NHEMA Sues OTS

Prepayment & late fees at issue
By CHRISTY ROBINSON
12/24/2002

The National Home Equity Mortgage Association (NHEMA) sued a government agency Friday over new regulations affecting prepayment and late fee rules on mortgage loans.

Earlier this month, the U.S. Office of Thrift Supervision (OTS) granted NHEMA's request to push the implementation of the new rules from Jan. 1 to July 1. The subprime lending association said lenders were working frantically to meet the Jan. 1 implementation date, but many of them wouldn't have been able to meet it. Now NHEMA is hoping to have the new rules eliminated all together.

The OTS announced in late September that those rules will be removed from the list of agency regulations that apply to state housing creditors under the Alternative Mortgage Transaction Parity Act.

"NHEMA believes that these regulations are bad for the consumers [that] the mortgage lending industry serves," said Maury Shevin, general counsel of the subprime lending association. "They would effectively eliminate options available to borrowers now that lower interest rates make mortgages more affordable."

Shevin said NHEMA's goal is for the court to rule that the OTS acted beyond its authority in adopting the regulations.

By creating separate regulatory systems for state-chartered and federally-chartered institutions, the OTS rules would reduce competition among lenders and raise mortgage costs, Shevin said.

Prepayment and late fee options have been regulated by the federal government until now, and major regional and national lenders have been working under the single set of federal regulations. This system has maintained a "level playing field" among banks and lending institutions chartered by the federal government, NHEMA said.

Many borrowers may lose access to those options if state-chartered lenders must comply with different regulations in each jurisdiction where they do business, the announcement said. It could lead to an increase of 25 to 80 bps in the average loan interest rate for all consumers.
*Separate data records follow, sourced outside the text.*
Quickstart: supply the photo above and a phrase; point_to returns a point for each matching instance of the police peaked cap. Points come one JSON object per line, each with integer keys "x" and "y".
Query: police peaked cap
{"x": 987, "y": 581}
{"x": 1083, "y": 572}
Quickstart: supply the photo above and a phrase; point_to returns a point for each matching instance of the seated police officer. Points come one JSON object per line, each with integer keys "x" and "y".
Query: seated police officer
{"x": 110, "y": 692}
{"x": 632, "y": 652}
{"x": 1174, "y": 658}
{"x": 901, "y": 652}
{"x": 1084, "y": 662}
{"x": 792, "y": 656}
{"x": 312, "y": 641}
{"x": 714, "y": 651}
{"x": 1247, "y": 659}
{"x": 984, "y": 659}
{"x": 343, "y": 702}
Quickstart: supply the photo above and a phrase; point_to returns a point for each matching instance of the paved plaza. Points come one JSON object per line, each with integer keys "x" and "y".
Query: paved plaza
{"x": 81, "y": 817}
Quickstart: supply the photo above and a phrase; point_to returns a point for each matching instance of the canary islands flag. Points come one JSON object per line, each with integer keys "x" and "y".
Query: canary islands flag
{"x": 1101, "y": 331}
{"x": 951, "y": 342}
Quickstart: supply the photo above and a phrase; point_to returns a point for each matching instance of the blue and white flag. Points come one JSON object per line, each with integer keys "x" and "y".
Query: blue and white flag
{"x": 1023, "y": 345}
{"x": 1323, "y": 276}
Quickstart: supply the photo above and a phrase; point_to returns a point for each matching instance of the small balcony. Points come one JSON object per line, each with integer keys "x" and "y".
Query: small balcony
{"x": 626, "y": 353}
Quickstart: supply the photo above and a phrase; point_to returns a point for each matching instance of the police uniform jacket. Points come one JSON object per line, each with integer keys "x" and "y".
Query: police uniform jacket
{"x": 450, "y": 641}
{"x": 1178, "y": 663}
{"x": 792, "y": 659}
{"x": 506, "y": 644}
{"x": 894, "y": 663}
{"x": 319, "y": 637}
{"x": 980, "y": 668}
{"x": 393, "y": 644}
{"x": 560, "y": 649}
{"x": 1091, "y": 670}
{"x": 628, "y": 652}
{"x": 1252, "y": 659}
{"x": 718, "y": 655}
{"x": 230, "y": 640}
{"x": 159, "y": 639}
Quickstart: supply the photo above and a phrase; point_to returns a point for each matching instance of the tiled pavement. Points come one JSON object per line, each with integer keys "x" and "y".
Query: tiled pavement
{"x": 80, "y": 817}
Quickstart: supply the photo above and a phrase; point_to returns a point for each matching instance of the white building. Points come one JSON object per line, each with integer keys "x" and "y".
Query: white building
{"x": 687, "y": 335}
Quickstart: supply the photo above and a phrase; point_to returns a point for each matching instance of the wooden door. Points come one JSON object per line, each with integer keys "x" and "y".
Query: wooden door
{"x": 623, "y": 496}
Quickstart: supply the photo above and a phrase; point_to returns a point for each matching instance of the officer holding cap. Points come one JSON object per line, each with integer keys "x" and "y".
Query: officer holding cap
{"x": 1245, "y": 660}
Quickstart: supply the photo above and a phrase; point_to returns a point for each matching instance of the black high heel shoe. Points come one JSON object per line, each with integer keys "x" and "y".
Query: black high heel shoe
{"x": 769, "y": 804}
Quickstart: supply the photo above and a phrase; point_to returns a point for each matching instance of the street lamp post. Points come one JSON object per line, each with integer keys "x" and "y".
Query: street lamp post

When the OTS announced the regulation changes in September, OTS director James E. Gilleran said the agency had reviewed how the parity rules affected state housing creditors' ability to make alternative mortgages.

"[The] OTS determined that the provisions dealing with prepayment penalties and late fees were not essential to making alternative mortgages," he said. "Therefore, it is not necessary to continue to identify these provisions as applying to these loans."

In doing this, NHEMA's Shevin said the OTS clearly exceeded its legal authority under the Parity Act.

"Its actions risk hurting the borrowers and the vibrant, competitive mortgage lending market that the OTS is charged with protecting."

The Parity Act, passed in 1982, grants state-chartered housing creditors equality with federally-chartered lenders when making alternative mortgages, such as adjustable rate mortgages loans, by permitting them to follow OTS rules.

The OTS, run by the U.S. Department of the Treasury, regulates all federally chartered and many state-chartered thrift institutions, which include savings banks and savings and loan associations.

Not subject to the Parity Act, federally chartered thrifts are supervised by OTS and would continue to follow OTS rules.

NHEMA sued the OTS on Friday in the District of Columbia's U.S. district court. The case has been assigned to Judge Gladys Kessler.